NOT FOR PUBLICATION FILED
UNITED STATES COURT OF APPEALS JAN 24 2022
MOLLY C. DWYER, CLERK
FOR THE NINTH CIRCUIT U.S. COURT OF APPEALS
UNITED STATES OF AMERICA, No. 19-10122
Plaintiff-Appellee, D.C. No. 1:18-cr-00055-HG-1
v.
MEMORANDUM*
DOUGLAS SCOTT KA FARRAR, Jr.,
AKA Douglas S. K. Farrar, Jr.,
Defendant-Appellant.
Appeal from the United States District Court
for the District of Hawaii
Helen W. Gillmor, Senior District Judge, Presiding
Argued and Submitted February 4, 2021
Honolulu, Hawaii
Before: CLIFTON, R. NELSON, and COLLINS, Circuit Judges.
Douglas Farrar, Jr. (“Farrar”) appeals his conviction for conspiring to
distribute methamphetamine and cocaine with his father, Douglas Farrar, Sr.
(“Farrar Sr.”), and Stephen Shigemoto, both of whom were previously convicted
for their respective roles in the conspiracy. He also challenges the 240-month
sentence imposed by the district court.
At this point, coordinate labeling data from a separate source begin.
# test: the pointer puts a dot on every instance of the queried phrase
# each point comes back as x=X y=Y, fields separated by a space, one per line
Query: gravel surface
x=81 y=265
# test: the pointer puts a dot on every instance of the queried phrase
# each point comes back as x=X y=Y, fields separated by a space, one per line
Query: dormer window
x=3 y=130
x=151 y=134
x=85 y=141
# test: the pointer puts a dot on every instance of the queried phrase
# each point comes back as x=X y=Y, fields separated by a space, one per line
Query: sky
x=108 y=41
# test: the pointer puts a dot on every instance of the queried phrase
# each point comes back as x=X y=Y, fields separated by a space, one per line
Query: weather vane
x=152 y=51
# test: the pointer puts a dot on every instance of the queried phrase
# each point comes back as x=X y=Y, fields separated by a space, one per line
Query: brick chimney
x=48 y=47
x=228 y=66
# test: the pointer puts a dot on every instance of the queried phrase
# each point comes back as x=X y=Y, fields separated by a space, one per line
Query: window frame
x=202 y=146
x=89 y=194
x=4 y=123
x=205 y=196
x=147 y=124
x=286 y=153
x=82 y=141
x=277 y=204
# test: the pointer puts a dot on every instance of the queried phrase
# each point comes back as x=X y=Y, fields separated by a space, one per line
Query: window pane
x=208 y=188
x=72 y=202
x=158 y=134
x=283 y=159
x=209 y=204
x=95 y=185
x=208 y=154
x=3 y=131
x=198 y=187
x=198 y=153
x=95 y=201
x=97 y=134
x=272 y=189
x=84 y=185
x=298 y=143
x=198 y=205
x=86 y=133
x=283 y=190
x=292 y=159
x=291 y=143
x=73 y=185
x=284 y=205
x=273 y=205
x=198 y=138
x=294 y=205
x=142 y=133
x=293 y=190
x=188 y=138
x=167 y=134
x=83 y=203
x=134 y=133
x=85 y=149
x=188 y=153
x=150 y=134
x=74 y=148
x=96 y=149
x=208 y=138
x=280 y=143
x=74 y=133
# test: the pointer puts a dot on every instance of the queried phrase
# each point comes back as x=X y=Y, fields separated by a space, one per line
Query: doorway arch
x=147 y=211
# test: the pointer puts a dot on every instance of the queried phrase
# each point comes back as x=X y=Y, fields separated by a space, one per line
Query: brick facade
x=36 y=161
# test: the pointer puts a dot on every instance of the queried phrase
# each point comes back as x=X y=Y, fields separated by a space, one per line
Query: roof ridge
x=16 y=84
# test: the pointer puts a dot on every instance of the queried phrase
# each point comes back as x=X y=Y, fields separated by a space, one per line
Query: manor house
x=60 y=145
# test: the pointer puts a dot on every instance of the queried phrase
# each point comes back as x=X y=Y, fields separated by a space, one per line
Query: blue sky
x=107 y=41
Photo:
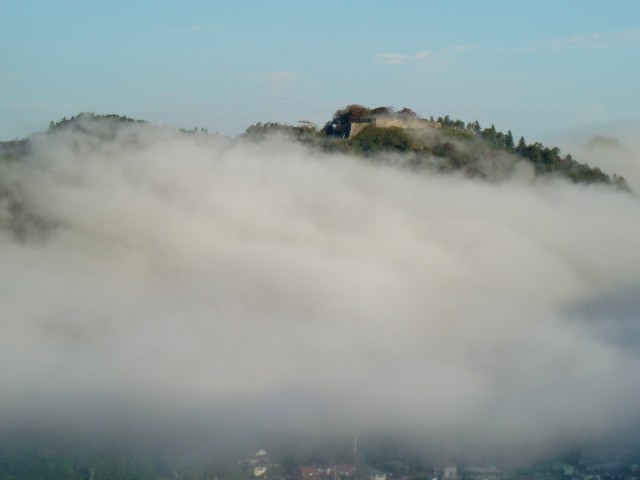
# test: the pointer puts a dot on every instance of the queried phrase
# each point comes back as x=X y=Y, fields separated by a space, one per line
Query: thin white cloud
x=187 y=29
x=278 y=79
x=8 y=77
x=390 y=58
x=401 y=58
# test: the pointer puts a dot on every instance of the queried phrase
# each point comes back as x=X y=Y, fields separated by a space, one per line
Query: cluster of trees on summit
x=454 y=146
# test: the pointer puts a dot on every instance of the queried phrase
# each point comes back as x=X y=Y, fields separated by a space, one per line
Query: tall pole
x=355 y=452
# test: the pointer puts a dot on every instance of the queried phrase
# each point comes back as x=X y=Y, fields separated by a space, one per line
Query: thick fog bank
x=159 y=281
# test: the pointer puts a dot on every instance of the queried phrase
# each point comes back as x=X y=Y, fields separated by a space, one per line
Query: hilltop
x=442 y=145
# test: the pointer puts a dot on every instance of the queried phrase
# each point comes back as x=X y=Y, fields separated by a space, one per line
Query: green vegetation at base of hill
x=441 y=145
x=444 y=145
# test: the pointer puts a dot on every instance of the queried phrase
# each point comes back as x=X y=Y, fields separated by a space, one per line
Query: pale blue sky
x=539 y=68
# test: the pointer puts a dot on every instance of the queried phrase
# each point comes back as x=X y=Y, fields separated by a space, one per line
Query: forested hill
x=441 y=145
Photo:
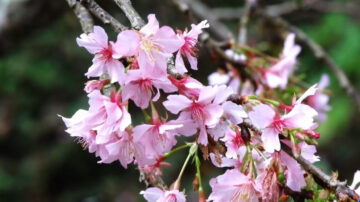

We have jurisdiction pursuant to 28 U.S.C.
§ 1291 and 18 U.S.C. § 3742(a). We affirm.
*
This disposition is not appropriate for publication and is not precedent except as
provided by Ninth Circuit Rule 36-3.
1. Farrar argues that the jury was improperly allowed to convict him of a
different, broader conspiracy than the one alleged in the indictment. We disagree.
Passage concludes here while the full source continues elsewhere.